Passed by a Margin of 3:2

A state measure known as “Initiative 1000” passed by a margin of 59% to 41%, making it legal for doctors to prescribe a lethal dose of medication for patients with less than six months to live. The law is packed with provisions intended to limit the practice. For example, patients must make two separate requests, orally and in writing, more than two weeks apart; must be of sound mind and not suffering from depression; and must have their request approved by two separate doctors.

The Oregon Experience

However, doctors are not allowed to administer the lethal dose.
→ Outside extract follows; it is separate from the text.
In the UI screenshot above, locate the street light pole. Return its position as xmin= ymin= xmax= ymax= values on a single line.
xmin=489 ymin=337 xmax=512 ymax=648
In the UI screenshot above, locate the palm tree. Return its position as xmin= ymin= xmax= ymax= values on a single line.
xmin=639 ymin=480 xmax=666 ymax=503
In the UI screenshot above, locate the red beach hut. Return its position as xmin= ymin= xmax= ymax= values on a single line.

In Oregon, the only other state with a similar law, some 341 patients have committed physician-assisted suicide in the 11 years the law has been in effect.

Economics of Assisted Suicide

Decades ago, the economist John Maynard Keynes’s suggested that saving may be a private virtue, but a public vice. According to Keynes, a community that seeks to increase its rate of saving would end up impoverishing itself and actually saving less. But, the community that increases its consumption at the expense of saving would end-up being richer and saving more. This proposition is frequently stated in macroeconomics textbooks as the “paradox of thrift.”

Assessment

The average lifespan, in the US, was about 67 years when Medicare was passed. It is about 78 today. Rising healthcare costs are led by this longevity. In other words, death financially supports survivors.  

Conclusion

And so, is “Initiative 1000” a human socio-economic metaphor for the “thrift-paradox”; please opine and comment?